Climate change has become one of the biggest environmental challenges worldwide. Experts are working with the help of the IAEA and its partners to use nuclear science and technology to monitor, mitigate and adapt to the effects of climate change and respond to the Paris Agreement on Climate Change and the United Nations Sustainable Development Goal (SDG) 13, which calls for urgent action to combat climate change and its impact.

Fighting climate change with nuclear science and technology

Climate change has made water scarcity, food shortages, biodiversity loss and natural disasters more common worldwide. Researchers use nuclear and isotopic techniques to collect data on and monitor how climate change affects the environment — from the ocean and freshwater to mountains and soil — and identify sources of pollutants and greenhouse gas emissions. This data can help policymakers take science-based decisions for mitigating and adapting to climate change.

As greenhouse gas emissions, such as carbon dioxide, nitrous oxide and methane, accelerate the rate of climate change, countries are working to mitigating these emissions by developing sustainable energy plans, many of which include nuclear power. They are also taking steps to improve the agriculture sector — a major source of greenhouse gas emissions — by using nuclear science and technology to study and develop new methods for growing food that also reduce emissions, such as carbon sequestration, which uses certain types of plants and harvesting methods to encourage soil to take in and hold onto more carbon dioxide from the atmosphere.
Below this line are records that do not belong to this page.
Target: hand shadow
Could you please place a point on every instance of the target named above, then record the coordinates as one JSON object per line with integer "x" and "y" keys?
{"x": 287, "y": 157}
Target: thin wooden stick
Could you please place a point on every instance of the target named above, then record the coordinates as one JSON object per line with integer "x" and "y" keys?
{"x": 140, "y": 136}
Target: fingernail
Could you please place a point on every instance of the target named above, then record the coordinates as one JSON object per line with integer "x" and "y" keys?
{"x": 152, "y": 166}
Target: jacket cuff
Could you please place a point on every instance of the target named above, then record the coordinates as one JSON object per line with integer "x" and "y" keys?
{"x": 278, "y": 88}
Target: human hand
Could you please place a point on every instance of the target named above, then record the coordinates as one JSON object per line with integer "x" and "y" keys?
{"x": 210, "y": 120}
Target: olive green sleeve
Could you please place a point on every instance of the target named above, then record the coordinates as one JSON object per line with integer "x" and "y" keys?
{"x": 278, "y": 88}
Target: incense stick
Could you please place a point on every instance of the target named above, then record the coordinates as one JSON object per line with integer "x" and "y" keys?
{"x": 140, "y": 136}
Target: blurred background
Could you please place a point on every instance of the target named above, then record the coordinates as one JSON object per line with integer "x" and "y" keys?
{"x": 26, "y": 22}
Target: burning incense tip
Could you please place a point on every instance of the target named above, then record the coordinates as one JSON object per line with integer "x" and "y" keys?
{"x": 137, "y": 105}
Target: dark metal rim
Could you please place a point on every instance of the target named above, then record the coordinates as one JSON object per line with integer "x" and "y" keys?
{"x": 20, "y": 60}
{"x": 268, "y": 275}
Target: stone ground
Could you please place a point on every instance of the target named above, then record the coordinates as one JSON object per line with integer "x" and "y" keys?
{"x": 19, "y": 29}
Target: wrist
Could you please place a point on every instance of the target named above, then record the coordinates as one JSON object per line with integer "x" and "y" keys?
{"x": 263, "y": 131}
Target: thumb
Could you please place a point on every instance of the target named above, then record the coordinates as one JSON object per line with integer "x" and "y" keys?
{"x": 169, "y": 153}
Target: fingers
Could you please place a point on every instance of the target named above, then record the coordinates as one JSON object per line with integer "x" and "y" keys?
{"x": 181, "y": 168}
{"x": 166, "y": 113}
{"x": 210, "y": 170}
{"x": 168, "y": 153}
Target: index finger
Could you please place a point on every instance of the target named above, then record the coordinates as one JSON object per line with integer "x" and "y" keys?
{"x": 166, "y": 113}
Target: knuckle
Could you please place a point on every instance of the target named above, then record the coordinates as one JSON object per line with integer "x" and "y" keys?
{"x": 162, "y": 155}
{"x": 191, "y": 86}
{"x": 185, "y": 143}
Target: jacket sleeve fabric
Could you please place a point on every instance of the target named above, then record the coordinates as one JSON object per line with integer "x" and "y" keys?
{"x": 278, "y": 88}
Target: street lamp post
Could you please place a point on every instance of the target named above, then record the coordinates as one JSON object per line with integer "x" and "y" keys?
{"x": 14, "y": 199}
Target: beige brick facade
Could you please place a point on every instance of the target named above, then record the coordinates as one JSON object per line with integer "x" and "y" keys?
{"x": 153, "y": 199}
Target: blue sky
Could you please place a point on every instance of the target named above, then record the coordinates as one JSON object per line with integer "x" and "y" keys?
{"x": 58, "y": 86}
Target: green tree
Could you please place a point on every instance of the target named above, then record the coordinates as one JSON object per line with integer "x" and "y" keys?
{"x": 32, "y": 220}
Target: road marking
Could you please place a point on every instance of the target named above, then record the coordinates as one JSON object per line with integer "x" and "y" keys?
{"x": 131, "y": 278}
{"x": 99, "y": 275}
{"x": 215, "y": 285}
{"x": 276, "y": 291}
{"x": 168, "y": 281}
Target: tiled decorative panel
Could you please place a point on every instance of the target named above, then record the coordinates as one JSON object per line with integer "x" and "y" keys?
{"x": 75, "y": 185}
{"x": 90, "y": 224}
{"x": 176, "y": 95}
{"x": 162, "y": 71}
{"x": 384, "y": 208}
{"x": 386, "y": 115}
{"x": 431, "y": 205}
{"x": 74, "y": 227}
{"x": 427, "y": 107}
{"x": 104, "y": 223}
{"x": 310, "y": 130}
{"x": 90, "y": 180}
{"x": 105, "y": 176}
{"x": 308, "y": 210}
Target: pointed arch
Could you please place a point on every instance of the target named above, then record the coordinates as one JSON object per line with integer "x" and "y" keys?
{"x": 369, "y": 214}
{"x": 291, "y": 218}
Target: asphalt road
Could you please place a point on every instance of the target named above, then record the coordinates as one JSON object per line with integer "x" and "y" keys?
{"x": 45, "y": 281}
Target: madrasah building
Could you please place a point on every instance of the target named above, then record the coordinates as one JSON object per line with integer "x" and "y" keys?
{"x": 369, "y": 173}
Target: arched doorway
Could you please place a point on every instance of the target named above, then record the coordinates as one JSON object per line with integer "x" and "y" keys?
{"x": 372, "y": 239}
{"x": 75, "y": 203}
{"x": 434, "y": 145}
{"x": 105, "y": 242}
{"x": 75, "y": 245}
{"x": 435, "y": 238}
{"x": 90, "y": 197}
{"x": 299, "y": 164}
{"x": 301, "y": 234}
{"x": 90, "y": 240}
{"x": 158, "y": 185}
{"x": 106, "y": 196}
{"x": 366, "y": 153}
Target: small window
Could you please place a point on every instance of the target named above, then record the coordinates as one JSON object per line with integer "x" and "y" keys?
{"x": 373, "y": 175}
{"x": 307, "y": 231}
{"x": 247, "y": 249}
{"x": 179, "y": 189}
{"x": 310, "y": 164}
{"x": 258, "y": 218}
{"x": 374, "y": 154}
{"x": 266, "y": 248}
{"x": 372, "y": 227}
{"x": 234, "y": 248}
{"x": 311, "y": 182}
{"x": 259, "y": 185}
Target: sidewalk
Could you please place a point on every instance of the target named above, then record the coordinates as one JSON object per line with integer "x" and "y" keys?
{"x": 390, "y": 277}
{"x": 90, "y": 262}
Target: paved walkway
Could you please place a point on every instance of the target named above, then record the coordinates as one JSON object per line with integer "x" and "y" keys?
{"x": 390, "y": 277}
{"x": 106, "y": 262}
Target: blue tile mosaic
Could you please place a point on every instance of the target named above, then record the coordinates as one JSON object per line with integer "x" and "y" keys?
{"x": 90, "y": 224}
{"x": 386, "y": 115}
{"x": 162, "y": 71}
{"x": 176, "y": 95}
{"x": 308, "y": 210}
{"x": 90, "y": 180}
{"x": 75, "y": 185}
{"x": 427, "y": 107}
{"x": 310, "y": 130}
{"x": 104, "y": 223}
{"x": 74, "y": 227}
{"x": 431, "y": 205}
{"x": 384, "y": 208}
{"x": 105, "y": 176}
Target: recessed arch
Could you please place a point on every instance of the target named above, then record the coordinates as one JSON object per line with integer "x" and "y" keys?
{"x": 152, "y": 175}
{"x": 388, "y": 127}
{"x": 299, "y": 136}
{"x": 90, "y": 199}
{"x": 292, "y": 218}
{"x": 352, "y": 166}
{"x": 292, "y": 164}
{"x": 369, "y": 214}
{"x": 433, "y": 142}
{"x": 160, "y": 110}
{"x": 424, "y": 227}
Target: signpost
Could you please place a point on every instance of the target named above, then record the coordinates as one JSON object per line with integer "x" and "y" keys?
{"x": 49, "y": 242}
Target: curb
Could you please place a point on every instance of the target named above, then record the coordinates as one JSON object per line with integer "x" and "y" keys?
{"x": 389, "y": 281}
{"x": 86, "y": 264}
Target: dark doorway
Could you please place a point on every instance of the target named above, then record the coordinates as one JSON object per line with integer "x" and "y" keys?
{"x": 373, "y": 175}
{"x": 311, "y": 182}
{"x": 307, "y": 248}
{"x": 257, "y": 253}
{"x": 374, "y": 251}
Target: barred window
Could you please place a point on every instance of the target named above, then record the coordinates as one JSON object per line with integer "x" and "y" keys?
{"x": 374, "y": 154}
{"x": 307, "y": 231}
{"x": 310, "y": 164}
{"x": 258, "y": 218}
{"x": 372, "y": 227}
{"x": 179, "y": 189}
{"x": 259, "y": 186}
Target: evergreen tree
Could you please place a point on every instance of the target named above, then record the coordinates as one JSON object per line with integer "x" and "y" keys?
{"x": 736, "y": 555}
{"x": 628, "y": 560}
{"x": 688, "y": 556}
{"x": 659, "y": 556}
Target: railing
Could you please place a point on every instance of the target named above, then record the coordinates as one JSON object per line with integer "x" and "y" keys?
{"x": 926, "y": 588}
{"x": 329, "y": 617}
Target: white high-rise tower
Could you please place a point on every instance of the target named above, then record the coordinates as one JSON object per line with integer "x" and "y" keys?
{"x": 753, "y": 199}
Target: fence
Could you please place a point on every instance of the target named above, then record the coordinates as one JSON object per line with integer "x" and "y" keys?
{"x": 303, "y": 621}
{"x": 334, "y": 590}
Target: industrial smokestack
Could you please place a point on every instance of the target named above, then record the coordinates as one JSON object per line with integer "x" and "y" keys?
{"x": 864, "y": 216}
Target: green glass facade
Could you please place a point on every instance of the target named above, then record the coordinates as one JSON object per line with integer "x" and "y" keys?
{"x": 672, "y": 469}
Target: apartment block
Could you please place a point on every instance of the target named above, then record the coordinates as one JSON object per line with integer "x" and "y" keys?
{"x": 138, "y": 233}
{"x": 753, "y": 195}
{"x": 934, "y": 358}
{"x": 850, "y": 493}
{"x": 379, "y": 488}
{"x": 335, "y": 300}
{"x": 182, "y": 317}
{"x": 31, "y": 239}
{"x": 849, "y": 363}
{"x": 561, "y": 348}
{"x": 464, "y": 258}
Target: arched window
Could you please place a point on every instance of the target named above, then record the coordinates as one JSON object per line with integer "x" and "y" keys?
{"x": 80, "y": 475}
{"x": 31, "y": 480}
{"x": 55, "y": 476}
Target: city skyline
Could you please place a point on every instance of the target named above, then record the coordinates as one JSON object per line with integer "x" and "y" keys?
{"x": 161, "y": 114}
To adapt to changes in the environment, scientists are developing sustainable, ‘climate-smart’ agricultural methods with the help of nuclear science and technology to optimize food production in harsh climate conditions such as drought and high temperatures, while also conserving and preserving natural resources, such as soil and water. They are also researching new methods for protecting energy systems, such as nuclear facilities, from climate-related weather events and disasters.